If permitted, he may turn and ride carelessly away
in the direction whence he came. Surely it will
be possible to judge at the instant of his withdrawing
whether he knows. It may well be that his fixity
of attention — Druse turned his head and looked
through the deeps of air downward as from the surface
of the bottom of a translucent sea. He saw creeping
across the green meadow a sinuous line of figures
of men and horses — some foolish commander was
permitting the soldiers of his escort to water their
beasts in the open, in plain view from a hundred summits!

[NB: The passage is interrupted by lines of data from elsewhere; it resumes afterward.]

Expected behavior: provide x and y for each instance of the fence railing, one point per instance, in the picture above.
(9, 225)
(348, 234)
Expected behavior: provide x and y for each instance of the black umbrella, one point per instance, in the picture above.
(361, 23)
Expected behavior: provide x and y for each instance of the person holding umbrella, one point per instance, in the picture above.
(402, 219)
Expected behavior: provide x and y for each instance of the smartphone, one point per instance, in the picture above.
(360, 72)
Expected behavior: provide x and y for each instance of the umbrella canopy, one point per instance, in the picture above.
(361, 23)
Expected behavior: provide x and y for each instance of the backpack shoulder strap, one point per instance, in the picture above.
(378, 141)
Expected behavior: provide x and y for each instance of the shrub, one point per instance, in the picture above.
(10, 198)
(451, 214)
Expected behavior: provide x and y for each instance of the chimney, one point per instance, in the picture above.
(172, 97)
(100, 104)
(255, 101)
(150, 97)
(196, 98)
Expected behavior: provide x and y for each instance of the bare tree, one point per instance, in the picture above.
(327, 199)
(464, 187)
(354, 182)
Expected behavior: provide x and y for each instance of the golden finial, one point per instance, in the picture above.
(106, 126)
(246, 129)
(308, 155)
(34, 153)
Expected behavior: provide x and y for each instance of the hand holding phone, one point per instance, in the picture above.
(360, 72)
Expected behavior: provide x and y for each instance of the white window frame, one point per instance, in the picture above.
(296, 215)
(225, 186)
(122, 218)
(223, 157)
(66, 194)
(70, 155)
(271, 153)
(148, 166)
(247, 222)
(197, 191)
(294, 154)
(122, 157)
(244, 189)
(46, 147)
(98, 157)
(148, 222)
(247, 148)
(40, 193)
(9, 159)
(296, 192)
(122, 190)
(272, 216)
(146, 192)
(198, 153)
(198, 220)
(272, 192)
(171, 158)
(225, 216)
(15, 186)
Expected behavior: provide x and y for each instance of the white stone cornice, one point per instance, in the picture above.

Druse withdrew his eyes from the valley
and fixed them again upon the group of man and horse
in the sky, and again it was through the sights of
his rifle. But this time his aim was at the horse.
In his memory, as if they were a divine mandate, rang
the words of his father at their parting: “Whatever
may occur, do what you conceive to be your duty.”
He was calm now. His teeth were firmly but not
rigidly closed; his nerves were as tranquil as a sleeping
babe’s — not a tremor affected any muscle
of his body; his breathing, until suspended in the
act of taking aim, was regular and slow. Duty
had conquered; the spirit had said to the body:
“Peace, be still.” He fired.
An officer of the Federal force, who,
in a spirit of adventure or in quest of knowledge,
had left the hidden bivouac in the valley, and, with
aimless feet, had made his way to the lower edge of
a small open space near the foot of the cliff, was
considering what he had to gain by pushing his exploration
further. At a distance of a quarter-mile before
him, but apparently at a stone’s throw, rose
from its fringe of pines the gigantic face of rock,
towering to so great a height above him that it made
him giddy to look up to where its edge cut a sharp,
rugged line against the sky. At some distance
away to his right it presented a clean, vertical profile
against a background of blue sky to a point half the
way down, and of distant hills hardly less blue, thence
to the tops of the trees at its base. Lifting
his eyes to the dizzy altitude of its summit, the
officer saw an astonishing sight — a man on horseback
riding down into the valley through the air!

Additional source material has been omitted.